|Ph.D Student||Aaron Wetzler|
|Subject||Topics in Computational Geometric Vision|
|Department||Department of Electrical Engineering||Supervisor||Full Professor Kimmel Ron|
|Full Thesis text|
In this dissertation we explore various geometric elements along the computational vision pipeline. By combining geometric principles for shape analysis with modern sensing techniques, large-scale datasets and powerful computational architectures we show various new ways of enabling computers to better perceive, interpret and comprehend the geometry of the world around them. Specifically we explore the topics of reconstruction, filtering and semantic processing within the context of computational geometric vision. We start by briefly covering approaches for reconstructing geometry on mobile devices. We then develop a method of performing efficient photometric stereo which can model non-linear and near-source lighting setups while avoiding directly computing normal fields.
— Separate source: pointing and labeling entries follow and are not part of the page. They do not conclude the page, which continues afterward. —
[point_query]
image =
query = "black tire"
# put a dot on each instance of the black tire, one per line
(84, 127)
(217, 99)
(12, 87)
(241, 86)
Another aspect of processing which we focus on is that of denoising. Image and shape data which is obtained
through modern cameras is often noisy. We contribute a new patch based data denoising framework called the Patch-Beltrami filter for denoising gray-scale and color images and extend it to depth fields and 3D meshes. We then modify the approach by reformulating the differential operators used as trainable kernels in a deep neural network and unrolling the update step through time. We demonstrate state of the art results and highlight the fact that other PDE based methods could take advantage of the same basic idea. In the last part of this work we discuss the problem of localizing and identifying self similar geometric objects in a complex visual space. We specifically focus on identifying fingertips on articulating hands observed by depth cameras. We describe how we used high accuracy magnetic sensors to annotate large quantities of training data. To perform learning efficiently we turn to randomized trees and contribute a new approach for efficiently mapping the training of a random decision tree on billions of training samples with trillions of data points to a single multi-GPU computing node. Similarly for inference we describe a novel pipelined FPGA hardware implementation.